Here’s Falcon City as it’s imagined now – I confess that I never really understood until yesterday that the city is shaped like a falcon. And why not? Stranger things have been known to happen.
The original idea was to reconstruct all the wonders of the world in one place – hence the original name of Falconcity of Wonders. (“The world in a city!”) Here’s a colourful model from the past.
Pyramids may come and go, but the Not-The-Eiffel-Tower has staying power – along with the Taj Mahal, apparently.

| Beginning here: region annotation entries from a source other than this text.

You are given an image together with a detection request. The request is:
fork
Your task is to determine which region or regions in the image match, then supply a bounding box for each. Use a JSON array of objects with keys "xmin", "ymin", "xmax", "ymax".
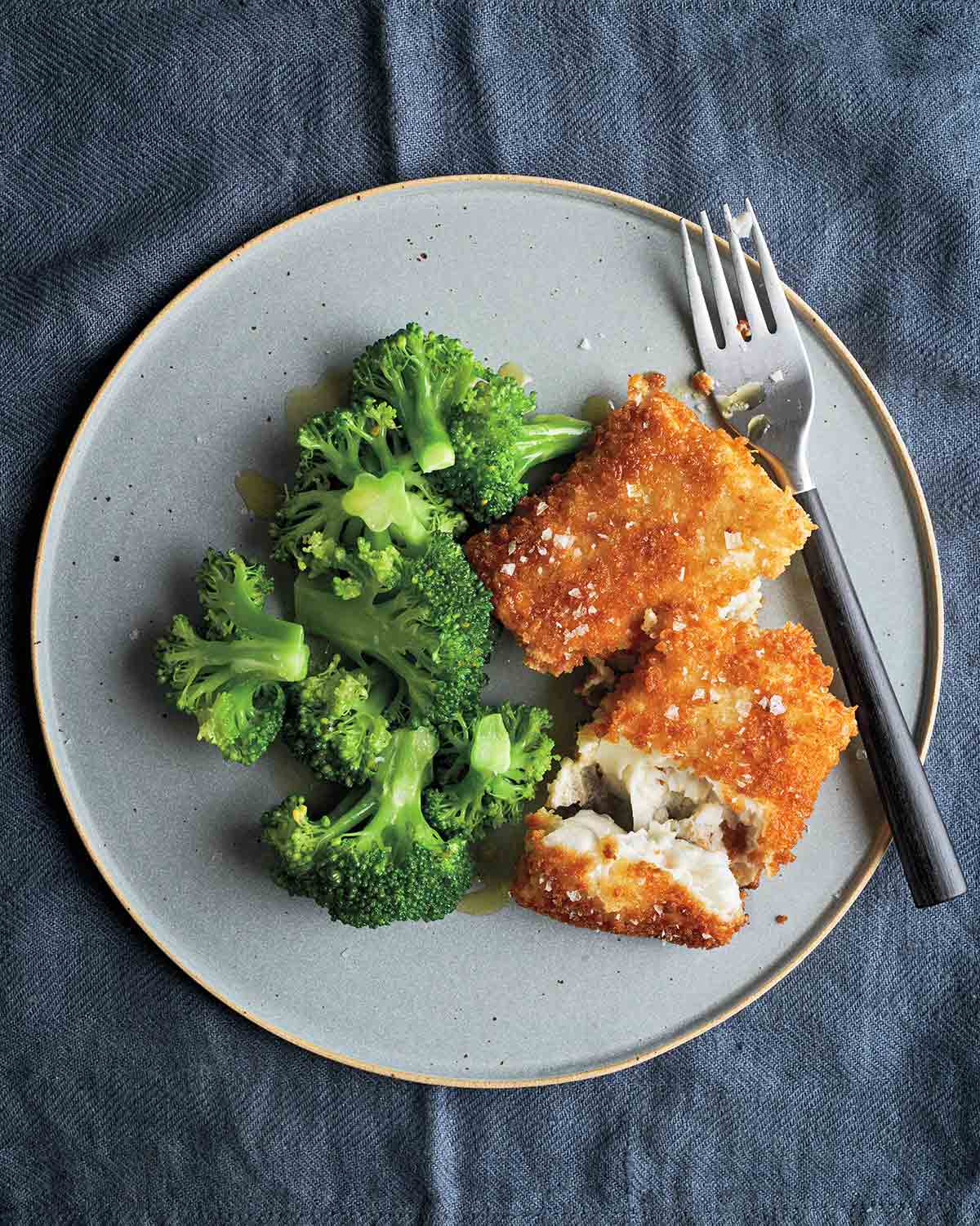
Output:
[{"xmin": 681, "ymin": 200, "xmax": 966, "ymax": 907}]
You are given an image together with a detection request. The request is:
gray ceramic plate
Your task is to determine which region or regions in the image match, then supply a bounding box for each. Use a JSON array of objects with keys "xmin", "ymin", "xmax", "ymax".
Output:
[{"xmin": 33, "ymin": 176, "xmax": 942, "ymax": 1086}]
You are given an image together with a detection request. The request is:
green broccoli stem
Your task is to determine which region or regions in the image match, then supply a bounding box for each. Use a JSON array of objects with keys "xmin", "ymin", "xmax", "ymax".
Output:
[
  {"xmin": 342, "ymin": 470, "xmax": 430, "ymax": 549},
  {"xmin": 358, "ymin": 727, "xmax": 442, "ymax": 863},
  {"xmin": 366, "ymin": 355, "xmax": 461, "ymax": 472},
  {"xmin": 198, "ymin": 637, "xmax": 309, "ymax": 684},
  {"xmin": 470, "ymin": 711, "xmax": 510, "ymax": 778},
  {"xmin": 514, "ymin": 413, "xmax": 592, "ymax": 477},
  {"xmin": 443, "ymin": 711, "xmax": 510, "ymax": 813},
  {"xmin": 293, "ymin": 575, "xmax": 430, "ymax": 710},
  {"xmin": 211, "ymin": 558, "xmax": 309, "ymax": 657}
]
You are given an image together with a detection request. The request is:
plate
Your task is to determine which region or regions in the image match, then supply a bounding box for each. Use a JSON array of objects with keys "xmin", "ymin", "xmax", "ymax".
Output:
[{"xmin": 33, "ymin": 176, "xmax": 942, "ymax": 1086}]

Good luck with the replica Great Wall of China guys! (Thanks TheNational.) Meanwhile, over in Abu Dhabi, you can tell why Saadiyat translates as Happiness Island, what with its guaranteed investment returns and its flexible payment terms.
It’s been that long since I thought about it, that I forgot the name of the Gehry building or what it’s meant to be. Whatever it is, it looks like it’s going to be a large collection of bits, each of which is actually very large.
Meanwhile, around the corner.
Back in Dubai now, at another beach.
In the above photograph, imagine that each of the people represent a cluster of 40-story buildings. Since The Beach is currently being built on the beach parking lots, this development must be targeting the people living in those buildings. Meanwhile …
And yes, that’s true – have a google. IM Pei’s Museum of Islamic Art is that bright spot at the bottom of the image, near what turns out to be a circular promenade. That’s Doha itself on the bit at 9 o’clock protruding into what’s fast becoming a lagoon.
All in all, I MISS THE FUTURE! Not so much the glossy renders of five or six years ago, but something more profound.
I didn’t really expect to find it at Cityscape Global, but I feel like I’ve already lived in these cities of the future. I miss a sense that the future will somehow be a better place to be – or even a different place to be. The future isn’t what it used to be. Here’s some of my favourite visions of the future (and here‘s some more).


I don’t want to feel like I’m outside when I’m inside.
Superstudio’s Megaton City with it’s “courtyardization” of Nature is having none of that.

It’s probably impossible to appreciate Expo ’70 now, a bit like how it’s now impossible for us to imagine a future that isn’t the creature of speculative property development. It’s pointless even wishing it otherwise since the future is an abstraction anyway. Imagining it was somehow better in the past is just two more layers of abstraction on top of that. Like the primitive hut, an optimistic future is something we only want because we we could not help but lose it anyway.